Determine role of selective mediastinal lymphadenectomy in staging non-small-cell lung cancer (NSCLC).
Sentinel lymph node (SLN) mapping was IRB-approved for 130 consecutive patients with clinical Stage I and Stage II NSCLC (study 7/00-4/04; 71 male, 59 female; ages 33-86 yr, median 64 yr). All patients had preoperative mediastinoscopic staging. Intraoperative SLN mapping was performed after the peritumoral area was injected subpleurally with either isosulfan blue dye, technetium 99-labeled sulfur colloid, or both. A handheld gamma detection probe was used to detect the “hottest” node in the lymphatic basin, and blue or “hot” nodes were designated as SLNs and removed for rapid frozen sectioning. Standard surgical resection included complete mediastinal node dissection.
Of the 130 patients, 79 (60%) had Stage I disease, 28 (22%) had Stage II disease, and 23 (18%) had Stage III disease. SLNs were identified in 105 patients (81%), 19 of whom had cancer in the SLN. Fourteen of the l9 patients with positive SLNs had mediastinal nodal metastasis: Occult N2 disease was seen in 9 patients with adenocarcinoma (diameter range 2.2-9 cm) and in 5 patients with squamous cell carcinoma (SCC) [diameter range 3.2–7.5 cm]. Of the l9 positive SLNs, 12 were the only site of metastasis. Of the 86 patients with tumor-negative SLNs, none had mediastinal nodal metastasis, and l3 had metastasis to segmental bronchial nodes. Of the 25 patients with undetected SLN, 19 had pN0 disease, and 6 had pN1 disease.
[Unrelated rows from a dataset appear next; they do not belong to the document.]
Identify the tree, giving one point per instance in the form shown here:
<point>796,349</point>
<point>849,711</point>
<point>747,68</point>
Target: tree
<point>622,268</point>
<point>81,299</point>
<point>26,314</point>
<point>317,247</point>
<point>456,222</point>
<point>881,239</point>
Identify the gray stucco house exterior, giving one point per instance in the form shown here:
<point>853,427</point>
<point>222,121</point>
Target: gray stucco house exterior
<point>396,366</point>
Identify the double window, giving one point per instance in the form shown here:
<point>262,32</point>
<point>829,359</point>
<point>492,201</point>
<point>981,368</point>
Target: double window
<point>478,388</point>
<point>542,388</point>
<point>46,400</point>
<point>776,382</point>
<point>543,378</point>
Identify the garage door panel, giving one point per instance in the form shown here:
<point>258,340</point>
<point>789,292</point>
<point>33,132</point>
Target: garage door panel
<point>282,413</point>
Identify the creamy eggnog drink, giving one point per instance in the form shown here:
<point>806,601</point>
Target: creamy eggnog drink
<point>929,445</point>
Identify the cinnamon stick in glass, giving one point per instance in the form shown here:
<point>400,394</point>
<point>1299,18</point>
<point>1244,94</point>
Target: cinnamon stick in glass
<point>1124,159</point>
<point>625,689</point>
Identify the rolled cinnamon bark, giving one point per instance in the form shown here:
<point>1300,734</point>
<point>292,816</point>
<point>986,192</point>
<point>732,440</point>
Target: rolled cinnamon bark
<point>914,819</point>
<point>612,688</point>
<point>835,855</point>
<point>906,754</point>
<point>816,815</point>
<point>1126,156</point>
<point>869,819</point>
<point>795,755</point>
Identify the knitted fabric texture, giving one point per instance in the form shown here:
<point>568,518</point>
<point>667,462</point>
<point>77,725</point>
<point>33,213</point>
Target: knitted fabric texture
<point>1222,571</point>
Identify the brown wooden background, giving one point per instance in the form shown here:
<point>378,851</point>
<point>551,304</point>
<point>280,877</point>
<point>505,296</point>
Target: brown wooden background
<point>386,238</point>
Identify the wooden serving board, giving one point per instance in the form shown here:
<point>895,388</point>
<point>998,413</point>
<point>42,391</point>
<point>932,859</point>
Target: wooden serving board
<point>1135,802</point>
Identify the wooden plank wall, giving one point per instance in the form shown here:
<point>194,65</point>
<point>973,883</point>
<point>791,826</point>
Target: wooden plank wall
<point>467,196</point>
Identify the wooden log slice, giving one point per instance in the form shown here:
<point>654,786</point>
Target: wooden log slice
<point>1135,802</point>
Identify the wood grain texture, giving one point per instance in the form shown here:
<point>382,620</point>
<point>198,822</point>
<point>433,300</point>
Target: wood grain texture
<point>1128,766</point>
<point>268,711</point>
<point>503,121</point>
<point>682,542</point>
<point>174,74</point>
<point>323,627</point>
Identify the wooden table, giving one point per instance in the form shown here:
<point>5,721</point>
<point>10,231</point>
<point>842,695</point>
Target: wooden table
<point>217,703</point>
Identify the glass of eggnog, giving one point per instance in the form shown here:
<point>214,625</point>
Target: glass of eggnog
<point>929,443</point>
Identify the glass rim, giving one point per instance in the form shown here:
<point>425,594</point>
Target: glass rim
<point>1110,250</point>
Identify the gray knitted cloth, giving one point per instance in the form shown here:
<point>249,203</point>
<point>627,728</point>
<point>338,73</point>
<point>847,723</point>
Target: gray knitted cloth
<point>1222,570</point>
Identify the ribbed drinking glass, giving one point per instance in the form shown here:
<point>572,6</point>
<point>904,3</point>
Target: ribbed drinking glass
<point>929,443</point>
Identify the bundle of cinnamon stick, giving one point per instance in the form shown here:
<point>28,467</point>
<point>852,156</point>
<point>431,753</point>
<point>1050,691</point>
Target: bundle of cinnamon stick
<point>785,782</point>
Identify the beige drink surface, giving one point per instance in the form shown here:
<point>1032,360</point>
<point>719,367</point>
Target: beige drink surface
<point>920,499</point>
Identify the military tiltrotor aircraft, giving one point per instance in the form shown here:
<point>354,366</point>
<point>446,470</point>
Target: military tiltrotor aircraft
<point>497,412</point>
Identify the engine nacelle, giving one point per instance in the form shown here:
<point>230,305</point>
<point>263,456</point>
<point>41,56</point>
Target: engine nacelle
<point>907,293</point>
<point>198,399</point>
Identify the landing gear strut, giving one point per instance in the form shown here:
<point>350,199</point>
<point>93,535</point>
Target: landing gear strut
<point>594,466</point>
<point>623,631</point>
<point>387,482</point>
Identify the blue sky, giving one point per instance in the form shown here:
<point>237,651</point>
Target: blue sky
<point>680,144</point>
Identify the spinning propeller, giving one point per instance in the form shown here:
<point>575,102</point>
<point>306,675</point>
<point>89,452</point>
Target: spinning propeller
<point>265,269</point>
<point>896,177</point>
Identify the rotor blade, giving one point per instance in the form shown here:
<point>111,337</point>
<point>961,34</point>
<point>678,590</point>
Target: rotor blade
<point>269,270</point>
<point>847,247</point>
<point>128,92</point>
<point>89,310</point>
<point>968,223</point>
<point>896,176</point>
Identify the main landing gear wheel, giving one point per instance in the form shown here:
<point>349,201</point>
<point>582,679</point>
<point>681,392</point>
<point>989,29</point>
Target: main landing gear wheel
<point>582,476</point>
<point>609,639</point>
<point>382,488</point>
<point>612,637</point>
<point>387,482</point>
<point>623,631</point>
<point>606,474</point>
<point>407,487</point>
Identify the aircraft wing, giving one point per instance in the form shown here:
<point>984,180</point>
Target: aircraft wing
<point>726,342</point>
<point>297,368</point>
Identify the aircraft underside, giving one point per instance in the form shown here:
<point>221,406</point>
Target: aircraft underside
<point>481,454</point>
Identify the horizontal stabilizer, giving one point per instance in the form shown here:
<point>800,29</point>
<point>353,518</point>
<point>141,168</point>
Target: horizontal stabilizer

Good concordance was seen between SLN status and status of mediastinal nodes. Incidental (occult) N2 disease was seen only with adenocarcinoma >2 cm or SCC >3 cm in diameter.
Patients with negative SLNs and patients with either adenocarcinoma <2 cm or with SCC <3 cm in diameter may be spared the potential morbidity and additional operative time associated with complete mediastinal node dissection or systemic nodal sampling when staging NSCLC.
E.C. Saw, None.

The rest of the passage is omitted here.